Dasmann's overriding message remained constant over the last three decades.

"I believe we must restore the sense of individual responsibility and involvement, and get away from the idea that conservation is the responsibility of somebody else -- the federal government, the state, the corporations, the rich," he told Whole Earth magazine last year. "We need to look at our patterns of consumption and behavior and shed those practices that contribute to the destruction of nature. This is incredibly difficult to do in a society oriented toward consumption, material enrichment and waste."

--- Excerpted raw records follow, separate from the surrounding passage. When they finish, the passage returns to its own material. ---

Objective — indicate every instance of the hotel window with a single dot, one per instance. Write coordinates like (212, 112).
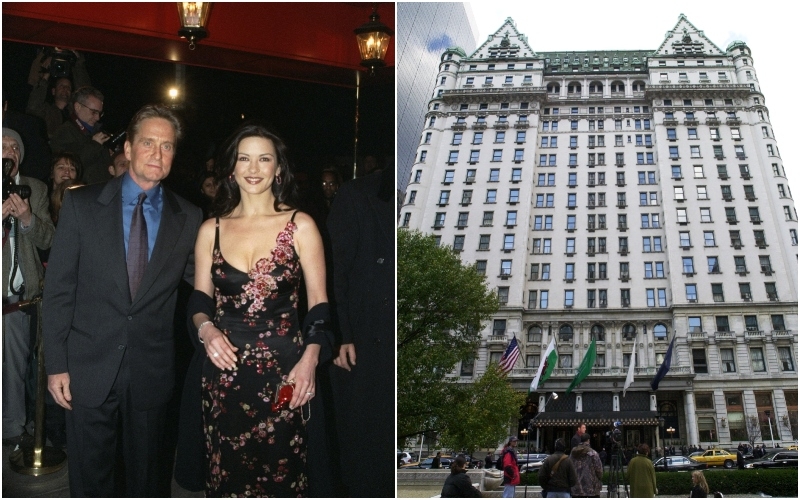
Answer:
(786, 361)
(727, 361)
(699, 361)
(757, 359)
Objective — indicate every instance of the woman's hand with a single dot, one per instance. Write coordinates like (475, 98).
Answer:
(303, 376)
(219, 349)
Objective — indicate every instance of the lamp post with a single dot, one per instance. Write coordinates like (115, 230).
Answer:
(661, 423)
(193, 17)
(553, 395)
(373, 41)
(771, 437)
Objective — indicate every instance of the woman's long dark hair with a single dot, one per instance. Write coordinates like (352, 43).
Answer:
(228, 196)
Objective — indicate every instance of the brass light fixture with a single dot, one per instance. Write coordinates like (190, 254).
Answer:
(373, 41)
(193, 17)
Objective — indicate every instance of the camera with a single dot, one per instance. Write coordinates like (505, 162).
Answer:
(115, 140)
(614, 436)
(9, 186)
(61, 62)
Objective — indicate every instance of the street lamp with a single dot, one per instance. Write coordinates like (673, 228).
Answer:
(373, 41)
(771, 437)
(193, 17)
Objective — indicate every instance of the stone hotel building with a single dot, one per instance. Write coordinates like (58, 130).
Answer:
(626, 197)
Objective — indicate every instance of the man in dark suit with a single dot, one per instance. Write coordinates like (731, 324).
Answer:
(119, 253)
(362, 231)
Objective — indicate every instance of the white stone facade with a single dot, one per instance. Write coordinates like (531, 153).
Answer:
(622, 195)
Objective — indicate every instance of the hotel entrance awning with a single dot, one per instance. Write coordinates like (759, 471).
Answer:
(595, 418)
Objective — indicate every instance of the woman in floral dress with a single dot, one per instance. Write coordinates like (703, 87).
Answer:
(250, 258)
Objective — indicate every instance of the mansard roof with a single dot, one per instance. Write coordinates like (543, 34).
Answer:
(686, 39)
(596, 61)
(506, 40)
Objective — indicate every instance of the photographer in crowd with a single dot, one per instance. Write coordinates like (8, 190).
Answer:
(26, 227)
(83, 135)
(557, 475)
(55, 70)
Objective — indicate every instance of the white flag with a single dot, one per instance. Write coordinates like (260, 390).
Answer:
(547, 363)
(629, 379)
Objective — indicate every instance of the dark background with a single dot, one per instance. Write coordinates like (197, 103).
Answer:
(316, 121)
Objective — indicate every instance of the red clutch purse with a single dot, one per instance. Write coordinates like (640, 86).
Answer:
(285, 392)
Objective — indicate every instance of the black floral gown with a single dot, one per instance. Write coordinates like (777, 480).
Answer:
(252, 451)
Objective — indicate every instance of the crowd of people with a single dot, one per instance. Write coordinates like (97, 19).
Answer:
(291, 314)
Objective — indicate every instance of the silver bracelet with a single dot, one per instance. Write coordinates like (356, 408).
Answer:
(199, 328)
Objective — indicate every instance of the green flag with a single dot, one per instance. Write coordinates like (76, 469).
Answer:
(586, 366)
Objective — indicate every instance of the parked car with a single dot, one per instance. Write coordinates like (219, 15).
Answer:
(426, 464)
(534, 462)
(776, 460)
(717, 457)
(678, 463)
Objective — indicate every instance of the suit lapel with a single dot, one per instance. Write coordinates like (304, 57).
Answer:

He once built his own house -- a humble structure in the foothills of the Sierra -- but he was the first to admit that he was no paragon of conservation; he confessed, for instance, that he drove a gas-powered car.

He characterized himself as "a tentative optimist" about the future of the world who found hope in the success of organic farming and related movements. But in his last days, the pessimist may have been winning the battle.

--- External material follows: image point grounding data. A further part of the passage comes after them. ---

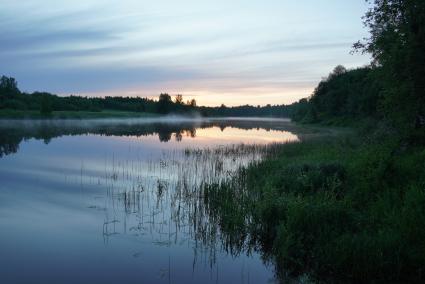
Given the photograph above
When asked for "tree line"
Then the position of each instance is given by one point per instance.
(12, 98)
(391, 90)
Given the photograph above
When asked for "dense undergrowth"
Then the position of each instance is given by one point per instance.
(339, 209)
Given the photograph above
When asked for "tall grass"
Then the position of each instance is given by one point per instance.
(340, 210)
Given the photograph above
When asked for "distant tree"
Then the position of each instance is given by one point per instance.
(397, 44)
(179, 99)
(46, 105)
(192, 103)
(338, 70)
(164, 103)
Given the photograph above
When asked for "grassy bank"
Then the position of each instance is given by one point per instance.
(28, 114)
(340, 209)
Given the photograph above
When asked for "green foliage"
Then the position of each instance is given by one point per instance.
(397, 44)
(11, 98)
(348, 95)
(340, 209)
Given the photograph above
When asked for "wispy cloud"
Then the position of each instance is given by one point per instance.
(274, 52)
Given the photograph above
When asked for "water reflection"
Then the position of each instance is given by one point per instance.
(13, 132)
(105, 201)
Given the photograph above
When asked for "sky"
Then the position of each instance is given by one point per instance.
(232, 52)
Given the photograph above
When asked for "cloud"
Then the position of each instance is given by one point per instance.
(277, 51)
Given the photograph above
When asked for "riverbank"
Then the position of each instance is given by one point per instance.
(343, 209)
(28, 114)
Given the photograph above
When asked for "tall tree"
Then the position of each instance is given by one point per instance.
(397, 45)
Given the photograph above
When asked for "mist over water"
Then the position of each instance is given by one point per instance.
(122, 201)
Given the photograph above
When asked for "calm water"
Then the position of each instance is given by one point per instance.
(120, 201)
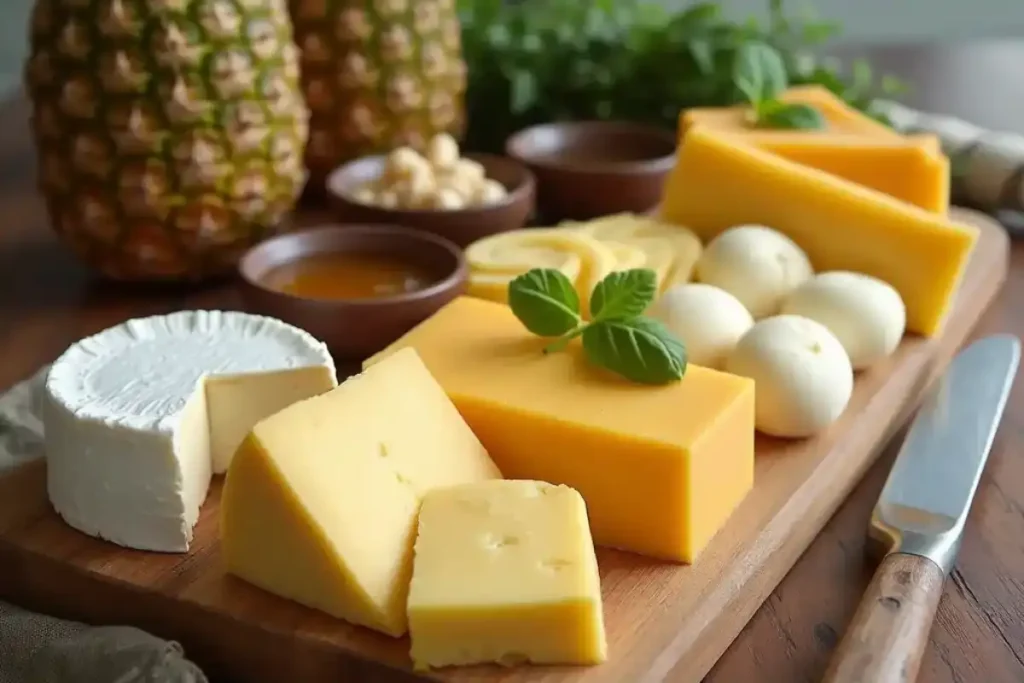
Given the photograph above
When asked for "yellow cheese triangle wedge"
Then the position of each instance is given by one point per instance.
(720, 182)
(321, 501)
(854, 146)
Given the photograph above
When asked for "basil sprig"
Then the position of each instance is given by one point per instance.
(617, 337)
(759, 73)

Bill Allayaud, legislative director of the Sierra Club in California, met him by chance a few days before his death while visiting his mother in the same nursing home. He told Dasmann that he worked for the Sierra Club and that the group was waging difficult battles.

"He said, 'So many struggles, so many struggles,' and began to cry," recalled Allayaud. "It was hitting him ... the really long, hard road we have to fight. I told him, 'I know why you're crying.' I said, 'We will continue to fight.' "

Dasmann is survived by three daughters, Marlene and Sandra Dasmann of Santa Cruz and Lauren Chamberlain of Tucson; five grandchildren; and one great-grandchild.